# Bed Vivarium



## Bashthemonitor (Jan 18, 2012)

just an idea for people with lack of room with vivariums, if you made 4reinforced corners and a top couldnt you make a bed vivarium, just thinking because personally im running out of space for vivs and still want more tanks, i mean under your bed you could easily make something thats 6x4x2 and would be perfect, just want some response on if this is a good idea or not


----------



## Craigbaines (May 28, 2009)

make sure it aint gonna fall trough, that would be some funny shit waking up in the viv! lmao

I think a headboard / viv's would be cool lol ...


----------



## Beardy Boy97 (Dec 13, 2011)

Somebody had this idea once but they had problems buildings the structure


----------



## antcherry88 (Mar 28, 2011)

What about when you're giving the other half one? Whatever's in it's going to have a headache! 

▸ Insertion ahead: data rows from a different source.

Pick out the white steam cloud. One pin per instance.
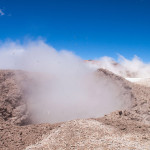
(64, 87)
(134, 68)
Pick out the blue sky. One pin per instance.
(89, 28)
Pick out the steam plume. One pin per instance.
(65, 86)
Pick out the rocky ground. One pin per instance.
(122, 130)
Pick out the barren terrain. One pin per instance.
(122, 129)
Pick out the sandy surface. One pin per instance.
(123, 129)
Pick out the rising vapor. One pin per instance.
(63, 86)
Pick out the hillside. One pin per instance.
(123, 129)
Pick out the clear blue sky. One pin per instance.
(90, 28)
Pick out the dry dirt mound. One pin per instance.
(91, 134)
(123, 129)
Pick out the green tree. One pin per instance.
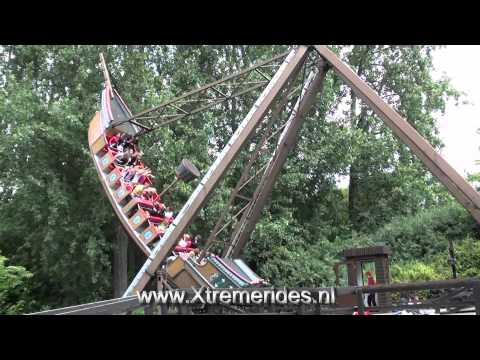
(14, 289)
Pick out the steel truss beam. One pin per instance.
(435, 163)
(245, 177)
(289, 69)
(286, 143)
(207, 96)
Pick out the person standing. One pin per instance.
(371, 296)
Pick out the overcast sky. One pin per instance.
(459, 124)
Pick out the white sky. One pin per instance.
(459, 124)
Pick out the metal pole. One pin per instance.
(287, 70)
(286, 142)
(452, 260)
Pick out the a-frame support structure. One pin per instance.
(290, 68)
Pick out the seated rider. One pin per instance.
(113, 142)
(169, 215)
(185, 245)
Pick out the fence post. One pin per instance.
(476, 297)
(360, 303)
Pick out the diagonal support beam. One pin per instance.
(286, 143)
(437, 165)
(290, 68)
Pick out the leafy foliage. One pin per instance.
(14, 288)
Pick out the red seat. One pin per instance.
(145, 203)
(156, 219)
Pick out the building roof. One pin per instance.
(380, 250)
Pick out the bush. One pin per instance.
(425, 234)
(14, 288)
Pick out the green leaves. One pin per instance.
(14, 289)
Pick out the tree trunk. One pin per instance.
(119, 263)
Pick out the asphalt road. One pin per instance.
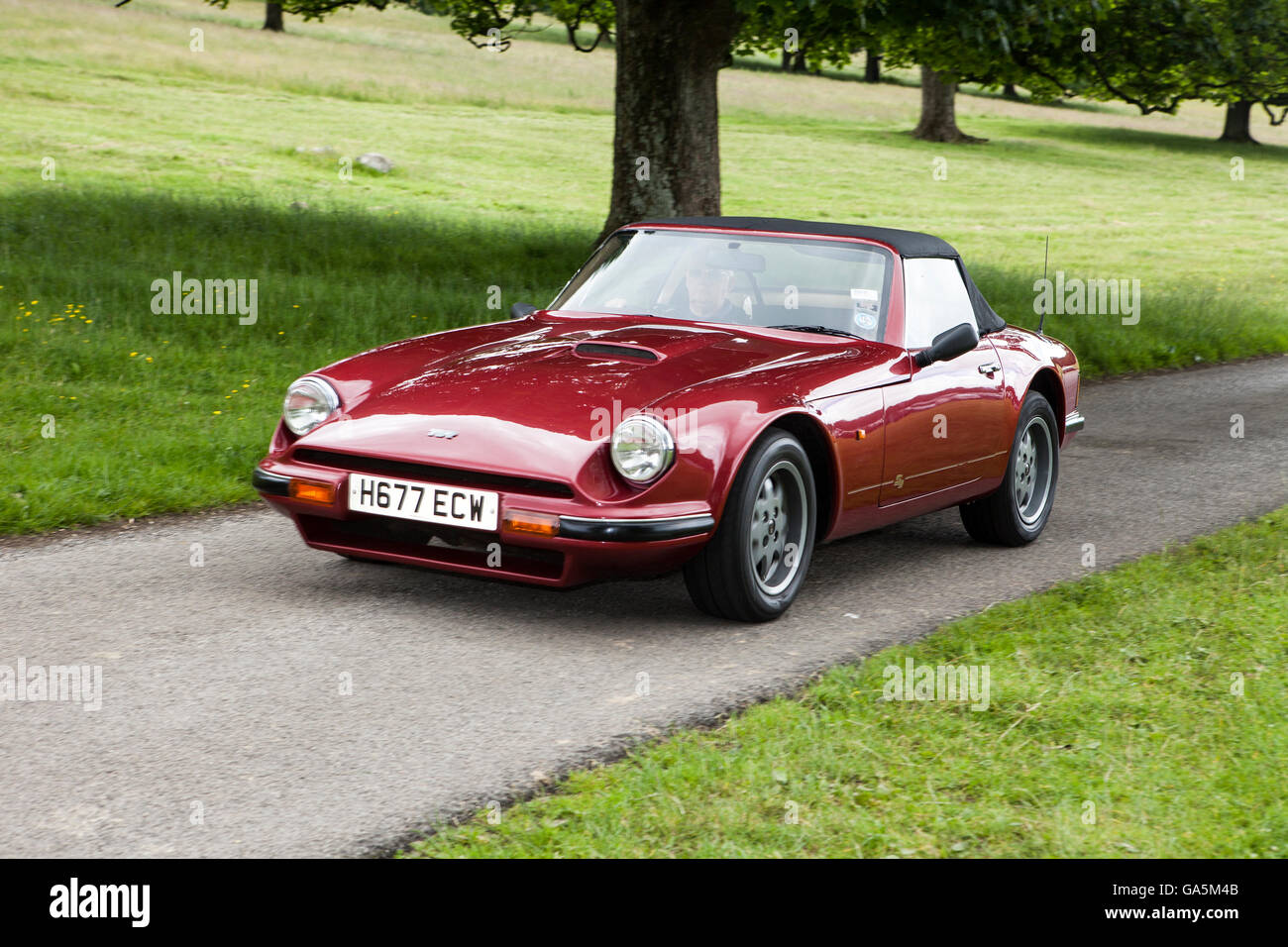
(223, 729)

Or even worse you fall through it and find yourself cohabiting snakes :whistling2:


----------



## CPT BJ (Oct 30, 2010)

I used to have a big monitor lizard tank underneath my bed .


----------



## Rthompson (Feb 19, 2011)

I've seen a couple of Bed vivs that have been hugely successful, on facebook look for a group called Viviscapes ( I think )

The admin, or one of them has done this exact thing, he may be able to give you some tips


----------



## Bashthemonitor (Jan 18, 2012)

ty for the response guys, i just wondered since it seemed like such an obvious answer to help with space problems,


----------



## Banford1 (Oct 10, 2010)

I done a thread about building on before if you Can find it lmao, was going to build it but lost my job but now I'm working again it will definitely be happening.


----------



## Madhouse5 (Jun 6, 2011)

antcherry88 said:


> What about when you're giving the other half one? Whatever's in it's going to have a headache!
> 
> Or even worse you fall through it and find yourself cohabiting snakes :whistling2:


LMAO to funny


----------



## Beardy Boy97 (Dec 13, 2011)

Bashthemonitor said:


> ty for the response guys, i just wondered since it seemed like such an obvious answer to help with space problems,


Try the group on facebook called Viviscapes, I have had a look and there is a pic of a bed above a pretty large vivarium


----------



## Bashthemonitor (Jan 18, 2012)

ty for the info i will defo try and so something like this, if i actually go along with it ill make a new thread and have all the pics of my attempt at this idea


----------



## steven_law (Nov 1, 2009)

Bashthemonitor said:


> ty for the info i will defo try and so something like this, if i actually go along with it ill make a new thread and have all the pics of my attempt at this idea


im having a look at doing a viv under a bed aswell. did your build take off in the end and how did it go?


----------



## Lewis M (Aug 6, 2009)

http://www.reptileforums.co.uk/forums/habitat-pictures/412302-bed-viv.html


----------



## steven_law (Nov 1, 2009)

many thanks


----------